Fast for a different reasonGrouped costs reads precomputed metric values internally, so it is first-paint-safe regardless of headers. The cache header itself does nothing on this route.
Never cached, by designprices/evaluate runs live every time.

Composing the dashboard

A typical per-customer dashboard, organized by load tier:
  • First paint, in parallel:
    • Upcoming invoice for each active subscription (headline total).
    • Credit ledger (current balance, recent activity).
    • Subscription costs with view_mode=cumulative or periodic (time series card).
    • Grouped costs with the relevant grouping key (top-N breakdown).
    • “Updated N minutes ago” indicator sourced from Orb-Cache-Updated-At.
  • On user-initiated refresh:
    • Re-issue the first-paint calls without the cache header (or with a small Orb-Cache-Max-Age-Seconds).
This gives roughly five or six cache-aware or precompute-backed calls on first paint, no dynamic rating queries on the load path, and no breakdown card attributing amount due.

Rate limits

Orb’s rate limits are documented separately.
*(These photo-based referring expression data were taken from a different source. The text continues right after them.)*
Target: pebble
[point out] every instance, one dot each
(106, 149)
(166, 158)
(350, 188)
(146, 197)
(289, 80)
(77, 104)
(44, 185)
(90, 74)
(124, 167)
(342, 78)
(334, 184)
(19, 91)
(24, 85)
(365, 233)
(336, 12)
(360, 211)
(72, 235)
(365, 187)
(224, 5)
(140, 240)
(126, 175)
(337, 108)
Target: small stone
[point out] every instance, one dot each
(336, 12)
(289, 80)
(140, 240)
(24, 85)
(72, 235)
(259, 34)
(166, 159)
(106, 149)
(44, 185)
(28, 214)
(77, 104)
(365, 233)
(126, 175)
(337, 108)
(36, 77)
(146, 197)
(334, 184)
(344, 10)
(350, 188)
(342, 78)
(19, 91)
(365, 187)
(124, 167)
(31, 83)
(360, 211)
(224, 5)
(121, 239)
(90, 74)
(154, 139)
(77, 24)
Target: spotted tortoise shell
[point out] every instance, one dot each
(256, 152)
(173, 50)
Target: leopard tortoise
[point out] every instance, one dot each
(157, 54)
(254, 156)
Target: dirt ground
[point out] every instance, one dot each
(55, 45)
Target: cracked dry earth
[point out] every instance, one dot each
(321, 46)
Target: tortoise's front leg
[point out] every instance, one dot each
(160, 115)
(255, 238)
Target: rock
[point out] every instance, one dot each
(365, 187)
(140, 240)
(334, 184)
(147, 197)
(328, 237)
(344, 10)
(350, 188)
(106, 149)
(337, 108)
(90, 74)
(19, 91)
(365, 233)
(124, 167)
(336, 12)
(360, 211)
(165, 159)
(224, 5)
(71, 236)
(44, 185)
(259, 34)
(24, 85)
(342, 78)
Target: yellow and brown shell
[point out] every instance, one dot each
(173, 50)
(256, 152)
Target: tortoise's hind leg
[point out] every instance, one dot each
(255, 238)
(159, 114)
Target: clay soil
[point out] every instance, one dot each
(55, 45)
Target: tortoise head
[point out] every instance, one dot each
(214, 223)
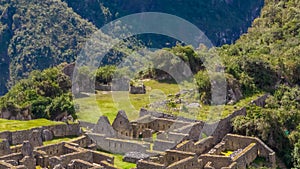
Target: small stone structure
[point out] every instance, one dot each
(39, 134)
(139, 89)
(179, 143)
(63, 155)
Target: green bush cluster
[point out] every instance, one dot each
(45, 93)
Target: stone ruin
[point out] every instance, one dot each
(79, 154)
(179, 142)
(154, 140)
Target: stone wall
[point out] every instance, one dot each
(198, 147)
(247, 156)
(119, 146)
(4, 147)
(173, 156)
(53, 149)
(236, 141)
(217, 161)
(162, 145)
(143, 164)
(137, 89)
(187, 163)
(102, 87)
(80, 164)
(64, 160)
(60, 130)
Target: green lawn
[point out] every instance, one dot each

Think of these rate limits as the number of users who can concurrently do a fresh load of a usage dashboard, rather than those who can be browsing their usage. These rate limits are calibrated against our experience; in practice, we find that for accounts with millions of end-users, a small subset are active at any given time, a much smaller subset need a live view of their usage, and a fraction of those end users are re-loading their usage simultaneously.

Notes on specific cases

  • Multi-subscription customers. Most endpoints are subscription-scoped. Render per-subscription cards rather than collapsing across; GET /v1/customers/{id}/costs is the exception for rolling up across subscriptions that overlap a timeframe.
  • Credit-denominated plans. A currency value can be a credit pricing unit rather than ISO 4217. Render credits as “1,200 credits,” not “$1,200.00.”
  • Webhooks for lifecycle, cache for freshness. invoice.issued, invoice.edited, and invoice.payment_succeeded are appropriate signals for refreshing the headline tile when discrete invoice events occur. There is no webhook that fires when the upcoming invoice total changes by a small amount; that kind of continuous freshness is the cache header’s job. subscription.usage_exceeded and subscription.cost_exceeded fire when a configured threshold is crossed, and are appropriate for alert UIs rather than general invalidation.

Common pitfalls

  • Do not display a grouped breakdown of amount_due. Discounts, minimums, and maximums do not decompose by group. Breakdown cards work in subtotal-space; link out to the upcoming invoice for the bill.
  • Do not put prices/evaluate on the first-paint path. It is a dynamic endpoint. Place it behind an explicit tab and “Run” button.
  • Do not re-bucket timestamps client-side. Day boundaries respect the customer’s timezone on the server. Client-side re-bucketing breaks during DST and for non-UTC customers.
  • Do not expect grouped costs to honor the cache header. The endpoint is fast for a different reason; sending the headers has no effect.